Atendimento especializado – Recentemente, a Frente Parlamentar da Saúde Mental da Câmara Federal divulgou o relatório “Raio-X das Comunidades Terapêuticas”. Os dados reforçam críticas manifestadas pelos conselhos nacionais de Saúde, de Direitos Humanos e de Criança e Adolescente e de Assistência Social, que já pediram o descredenciamento desses serviços, conforme divulgou reportagem do O Globo nessa semana.

De 288 projetos terapêuticos apoiados financeiramente pelo governo federal, estados ou municípios entre 2019e2022, o raio-x mostrou que 14% não tinham médicos na estrutura, 28% não contavam com psicólogos e 67% não possuíam enfermeiros. O levantamento demonstrou que a quase totalidade apostava na espiritualidade como forma de alcançar a cura.
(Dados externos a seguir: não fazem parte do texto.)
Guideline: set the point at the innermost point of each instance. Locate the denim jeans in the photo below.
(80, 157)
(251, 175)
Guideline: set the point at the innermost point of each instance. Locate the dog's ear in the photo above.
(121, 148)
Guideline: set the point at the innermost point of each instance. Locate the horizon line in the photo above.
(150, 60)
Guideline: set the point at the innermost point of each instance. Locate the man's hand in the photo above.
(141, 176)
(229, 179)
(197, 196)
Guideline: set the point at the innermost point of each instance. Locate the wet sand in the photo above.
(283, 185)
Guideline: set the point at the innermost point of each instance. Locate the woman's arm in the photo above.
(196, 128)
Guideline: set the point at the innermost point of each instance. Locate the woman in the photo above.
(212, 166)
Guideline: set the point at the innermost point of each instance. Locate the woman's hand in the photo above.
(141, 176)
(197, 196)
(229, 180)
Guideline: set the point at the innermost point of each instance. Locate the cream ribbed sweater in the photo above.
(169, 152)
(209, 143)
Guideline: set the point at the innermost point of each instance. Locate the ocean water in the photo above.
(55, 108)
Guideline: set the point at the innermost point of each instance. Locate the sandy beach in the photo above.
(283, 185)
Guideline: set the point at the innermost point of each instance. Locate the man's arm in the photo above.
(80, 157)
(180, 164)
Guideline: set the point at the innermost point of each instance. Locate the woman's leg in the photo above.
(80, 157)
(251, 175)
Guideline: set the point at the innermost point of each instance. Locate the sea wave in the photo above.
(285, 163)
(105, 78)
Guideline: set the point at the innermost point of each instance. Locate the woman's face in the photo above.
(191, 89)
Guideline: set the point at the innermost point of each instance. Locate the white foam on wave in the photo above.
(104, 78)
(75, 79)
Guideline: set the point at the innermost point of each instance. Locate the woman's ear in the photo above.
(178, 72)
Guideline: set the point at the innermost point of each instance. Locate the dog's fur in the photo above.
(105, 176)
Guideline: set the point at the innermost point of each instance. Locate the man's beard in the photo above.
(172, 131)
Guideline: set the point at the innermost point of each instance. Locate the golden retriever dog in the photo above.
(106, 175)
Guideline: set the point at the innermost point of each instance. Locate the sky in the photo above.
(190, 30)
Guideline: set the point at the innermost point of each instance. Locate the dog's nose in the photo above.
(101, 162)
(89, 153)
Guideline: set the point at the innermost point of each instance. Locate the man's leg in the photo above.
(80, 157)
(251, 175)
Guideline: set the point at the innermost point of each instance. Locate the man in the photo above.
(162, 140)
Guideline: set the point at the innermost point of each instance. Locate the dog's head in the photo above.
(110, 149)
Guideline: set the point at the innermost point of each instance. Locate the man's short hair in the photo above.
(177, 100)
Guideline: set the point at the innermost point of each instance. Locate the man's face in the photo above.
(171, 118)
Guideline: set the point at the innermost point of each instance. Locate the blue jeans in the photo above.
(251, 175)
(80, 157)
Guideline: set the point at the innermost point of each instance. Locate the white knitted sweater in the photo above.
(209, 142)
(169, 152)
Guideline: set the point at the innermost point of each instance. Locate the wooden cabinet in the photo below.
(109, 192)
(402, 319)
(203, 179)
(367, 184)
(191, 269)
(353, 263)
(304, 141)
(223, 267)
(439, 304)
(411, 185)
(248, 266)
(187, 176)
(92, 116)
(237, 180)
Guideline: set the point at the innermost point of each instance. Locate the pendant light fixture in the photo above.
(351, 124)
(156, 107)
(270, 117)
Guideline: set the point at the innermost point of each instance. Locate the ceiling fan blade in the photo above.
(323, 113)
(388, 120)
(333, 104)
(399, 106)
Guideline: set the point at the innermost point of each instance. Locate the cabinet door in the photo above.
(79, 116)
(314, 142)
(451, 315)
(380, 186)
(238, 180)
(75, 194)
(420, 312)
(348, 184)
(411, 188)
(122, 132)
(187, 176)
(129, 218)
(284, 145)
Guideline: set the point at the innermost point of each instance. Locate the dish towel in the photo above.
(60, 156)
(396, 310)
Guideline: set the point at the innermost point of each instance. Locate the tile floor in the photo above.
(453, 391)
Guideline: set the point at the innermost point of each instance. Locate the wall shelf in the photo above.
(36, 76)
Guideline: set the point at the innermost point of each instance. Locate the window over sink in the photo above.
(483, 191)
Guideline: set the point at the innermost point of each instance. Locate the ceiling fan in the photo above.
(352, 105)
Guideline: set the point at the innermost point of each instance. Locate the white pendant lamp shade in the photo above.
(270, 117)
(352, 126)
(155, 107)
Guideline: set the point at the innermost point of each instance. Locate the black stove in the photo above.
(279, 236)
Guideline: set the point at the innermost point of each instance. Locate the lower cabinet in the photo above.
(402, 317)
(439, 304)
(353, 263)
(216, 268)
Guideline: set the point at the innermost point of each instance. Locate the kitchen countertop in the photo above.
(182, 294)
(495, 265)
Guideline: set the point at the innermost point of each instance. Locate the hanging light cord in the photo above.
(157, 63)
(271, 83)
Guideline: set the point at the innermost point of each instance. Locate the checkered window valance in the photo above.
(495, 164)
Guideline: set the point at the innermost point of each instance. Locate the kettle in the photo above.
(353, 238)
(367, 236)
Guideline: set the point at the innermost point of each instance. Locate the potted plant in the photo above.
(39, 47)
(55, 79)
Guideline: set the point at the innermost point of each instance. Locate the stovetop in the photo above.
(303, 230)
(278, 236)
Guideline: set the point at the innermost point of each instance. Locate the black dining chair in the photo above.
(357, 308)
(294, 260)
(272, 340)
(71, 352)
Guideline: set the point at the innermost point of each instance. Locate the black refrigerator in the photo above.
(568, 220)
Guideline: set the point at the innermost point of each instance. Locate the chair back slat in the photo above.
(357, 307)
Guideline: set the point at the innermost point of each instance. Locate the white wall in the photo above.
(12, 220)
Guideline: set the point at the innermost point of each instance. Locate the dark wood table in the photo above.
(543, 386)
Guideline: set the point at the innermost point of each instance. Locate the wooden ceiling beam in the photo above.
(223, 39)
Segundo o jornal, o relatório aponta que o investimento federal no setor alcançou R$ 560 milhões entre 2017 e 2020, dado revelado em estudo do Conectas Direitos Humanos e o Centro Brasileiro de Análise e Planejamento (Cebrap).

A preocupação com a falta de pessoal especializado ganhou destaque nesta terça-feira com a informação de que um homem morreu no final de semana após ser amarrado e agredido por funcionários em uma comunidade terapêutica em Cotia (SP). A Prefeitura disse que se tratava de um serviço clandestino, os donos negaram irregularidades no funcionamento.

Esse tipo de serviço, por vezes, é alvo de investigações do Ministério Público, sobre a regularidade no funcionamento. Pela Lei de Drogas, as comunidades terapêuticas não podem manter pessoas internadas, o que só pode ocorrer em serviços de saúde.  Em Campo Grande, a Prefeitura mantém convênio com 11 destas unidades.

Na rede municipal de saúde estão contratados 48 leitos para atendimento a dependentes químicos, sendo os 12 do Hospital Regional e 36 no Hospital Nosso Lar. Os serviços incluem 7 Caps, sendo dois para álcool e drogas e um infantil. Também há 4 residências terapêuticas oferecidas pela Prefeitura. A Secretaria de Saúde do Estado informou que não mantém convênios para atendimento de dependentes químicos.